This month’s column is a transcript of a fascinating conversation I had with MapR executives Jim Scott, the director of enterprise strategy and architecture at Hadoop solution provider MapR, and Jack Norris, senior VP of data and applications, on the subject of microservices and scaling Big Data.
SD Times: So, we know that scaling data can be a hassle. What is the impact of microservices on this issue?
Jack Norris: There are some complementary technologies that really are game-changing in terms of how to take advantage of [microservices]. The underlying data layer is an incredible enabler of microservices. If you’re doing microservices that are ephemeral and don’t require a lot of stateful data, then I think it’s pretty well understood and people can be quite successful with it. But the data issues drive a lot of complexity for the developers and for the administrators, and that’s an area that Jim has championed for quite a while, and his experience as an architect and a developer allowed him to grasp this and see it early on.
Jim Scott: There are two different ways to look at it when you look at the more ephemeral services. If you were to take just kind of a general front-end service that’s handling the primary load of a consumer-facing application, it’s probably not going to be doing a lot of work. It’s probably going to be handing off the workload to other services that are sitting behind it. Those services sitting behind it are the ones that are more likely to fall into this model. So, if you were to imagine companies building websites like Amazon, where it consists of 100-plus different service calls to a bunch of different back-end services, there’s the need to compile all the different information to bring back and build a user experience.

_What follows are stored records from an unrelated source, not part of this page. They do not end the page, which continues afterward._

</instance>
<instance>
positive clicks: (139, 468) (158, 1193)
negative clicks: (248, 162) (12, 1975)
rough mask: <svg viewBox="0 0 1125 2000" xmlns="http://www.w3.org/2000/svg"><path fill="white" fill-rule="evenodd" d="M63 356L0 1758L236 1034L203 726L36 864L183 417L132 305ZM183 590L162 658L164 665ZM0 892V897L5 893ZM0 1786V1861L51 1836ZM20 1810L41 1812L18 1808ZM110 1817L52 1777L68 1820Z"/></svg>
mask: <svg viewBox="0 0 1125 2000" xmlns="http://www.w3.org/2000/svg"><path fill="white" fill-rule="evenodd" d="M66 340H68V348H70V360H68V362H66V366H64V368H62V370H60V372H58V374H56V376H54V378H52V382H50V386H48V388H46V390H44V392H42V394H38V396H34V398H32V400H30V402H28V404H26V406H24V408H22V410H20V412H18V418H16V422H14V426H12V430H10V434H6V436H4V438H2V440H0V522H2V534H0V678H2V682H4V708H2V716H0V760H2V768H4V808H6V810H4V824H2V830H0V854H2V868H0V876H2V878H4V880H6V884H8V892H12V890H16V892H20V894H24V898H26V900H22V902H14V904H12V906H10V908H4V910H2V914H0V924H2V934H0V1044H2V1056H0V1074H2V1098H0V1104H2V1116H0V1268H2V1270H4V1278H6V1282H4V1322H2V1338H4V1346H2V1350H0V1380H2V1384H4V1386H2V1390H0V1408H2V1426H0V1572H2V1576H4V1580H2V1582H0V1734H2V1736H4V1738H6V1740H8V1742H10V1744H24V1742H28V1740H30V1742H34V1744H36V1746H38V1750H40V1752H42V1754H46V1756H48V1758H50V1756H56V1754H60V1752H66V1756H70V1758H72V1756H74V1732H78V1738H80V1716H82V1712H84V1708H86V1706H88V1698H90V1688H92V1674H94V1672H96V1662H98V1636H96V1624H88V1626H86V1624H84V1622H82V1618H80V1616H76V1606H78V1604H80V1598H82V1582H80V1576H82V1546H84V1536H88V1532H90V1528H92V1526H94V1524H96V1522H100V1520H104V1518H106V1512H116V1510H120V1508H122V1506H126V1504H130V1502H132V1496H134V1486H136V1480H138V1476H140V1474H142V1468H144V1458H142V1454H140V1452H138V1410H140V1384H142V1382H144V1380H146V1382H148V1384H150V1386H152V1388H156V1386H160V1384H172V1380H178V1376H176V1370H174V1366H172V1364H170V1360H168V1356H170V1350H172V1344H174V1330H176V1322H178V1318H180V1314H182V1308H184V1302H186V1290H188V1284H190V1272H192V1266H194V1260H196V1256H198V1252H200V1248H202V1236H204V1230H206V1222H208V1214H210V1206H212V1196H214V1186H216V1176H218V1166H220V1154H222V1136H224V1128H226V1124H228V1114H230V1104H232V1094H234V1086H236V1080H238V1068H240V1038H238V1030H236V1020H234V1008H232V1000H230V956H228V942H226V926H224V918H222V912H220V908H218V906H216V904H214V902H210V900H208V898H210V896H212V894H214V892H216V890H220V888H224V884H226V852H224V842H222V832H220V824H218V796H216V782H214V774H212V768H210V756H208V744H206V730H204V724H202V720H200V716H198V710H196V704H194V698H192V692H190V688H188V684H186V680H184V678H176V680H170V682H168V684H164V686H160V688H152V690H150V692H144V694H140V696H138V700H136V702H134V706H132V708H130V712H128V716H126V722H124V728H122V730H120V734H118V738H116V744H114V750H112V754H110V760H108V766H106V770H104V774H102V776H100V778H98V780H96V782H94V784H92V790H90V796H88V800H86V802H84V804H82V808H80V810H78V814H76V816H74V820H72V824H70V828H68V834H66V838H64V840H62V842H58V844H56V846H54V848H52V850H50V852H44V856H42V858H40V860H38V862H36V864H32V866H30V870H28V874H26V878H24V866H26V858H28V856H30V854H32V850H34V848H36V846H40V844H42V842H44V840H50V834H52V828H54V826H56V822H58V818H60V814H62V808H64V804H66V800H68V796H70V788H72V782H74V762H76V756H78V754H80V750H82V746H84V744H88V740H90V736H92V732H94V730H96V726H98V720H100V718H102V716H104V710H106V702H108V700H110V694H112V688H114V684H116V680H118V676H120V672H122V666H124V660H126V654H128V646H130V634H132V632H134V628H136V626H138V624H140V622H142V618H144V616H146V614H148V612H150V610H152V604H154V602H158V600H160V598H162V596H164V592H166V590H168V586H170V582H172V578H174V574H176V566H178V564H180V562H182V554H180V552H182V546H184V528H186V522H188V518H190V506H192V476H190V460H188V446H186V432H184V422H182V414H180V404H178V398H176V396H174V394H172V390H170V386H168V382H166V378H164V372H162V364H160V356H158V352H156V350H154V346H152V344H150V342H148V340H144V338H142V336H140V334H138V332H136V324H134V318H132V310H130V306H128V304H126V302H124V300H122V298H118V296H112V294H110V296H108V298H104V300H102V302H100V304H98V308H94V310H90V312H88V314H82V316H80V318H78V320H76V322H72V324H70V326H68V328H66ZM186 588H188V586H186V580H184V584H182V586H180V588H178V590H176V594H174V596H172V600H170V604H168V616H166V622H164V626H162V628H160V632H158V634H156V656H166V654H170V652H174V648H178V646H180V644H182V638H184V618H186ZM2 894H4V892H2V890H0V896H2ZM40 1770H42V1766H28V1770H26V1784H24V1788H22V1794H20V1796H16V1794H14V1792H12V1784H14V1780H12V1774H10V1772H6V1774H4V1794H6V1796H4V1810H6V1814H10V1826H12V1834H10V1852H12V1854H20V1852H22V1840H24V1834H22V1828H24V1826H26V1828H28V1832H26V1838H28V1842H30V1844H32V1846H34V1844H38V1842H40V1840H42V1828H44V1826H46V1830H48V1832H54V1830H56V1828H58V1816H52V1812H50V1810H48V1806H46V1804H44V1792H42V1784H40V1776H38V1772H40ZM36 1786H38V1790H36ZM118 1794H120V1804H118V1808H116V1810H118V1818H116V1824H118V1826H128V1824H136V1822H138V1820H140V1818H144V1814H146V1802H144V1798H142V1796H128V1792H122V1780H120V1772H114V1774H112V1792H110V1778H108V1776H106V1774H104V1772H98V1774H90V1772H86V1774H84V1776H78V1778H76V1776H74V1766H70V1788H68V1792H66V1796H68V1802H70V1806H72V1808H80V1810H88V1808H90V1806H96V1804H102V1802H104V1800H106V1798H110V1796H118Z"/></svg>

When you start looking at those services, being able to have a linearly scalable back-end data flow is pretty important. As you scale out your services, which are going to be doing some of the work, they need to figure out who the user is, what information is relevant to them, they then need to give that information back to the front end to render a front end for the user. The compilation of those different data sets is pretty important. Being able to scale out that tier that is intelligent, where it’s clearly doing some level of computational work, is one thing. But in the same vein, without the data that it depends on, it can’t really do anything.
So, as you scale that service up, you will see how much work each instance of that microservice can perform. You know your scaling factors, and then you know based off of how many different services you have what your workloads are on your back-end data platform, and so when you exceed the total capabilities, you just add another server to that cluster. The same goes for whether it’s a streaming capability, a database capability or a file system capability.
Those microservices, when you imagine for just a moment when you start deploying microservices, if you are the software engineer, you need to have visibility into your services. And that is to say, how fast are they performing? Are there bottlenecks? Are there certain types of requests that are coming in that are causing errors? So, when you look at performance and application monitoring, you must be able to emit data from these instances of microservices so that you can troubleshoot. In the old troubleshooting model, we typically did that by doing complete isolation for different servers, and then each server had its own logs, and you could just trace it that way. Trouble is, that doesn’t scale very well from a cost perspective.
The great thing is, if you imagine how it was done last year, or five years ago, or 10 years ago, however far back you want to go, they were the equivalent of multipurpose applications, monolithic if you will, and those applications had a long life cycle to be able to get updates into them. And the scaling factors for them were all or nothing.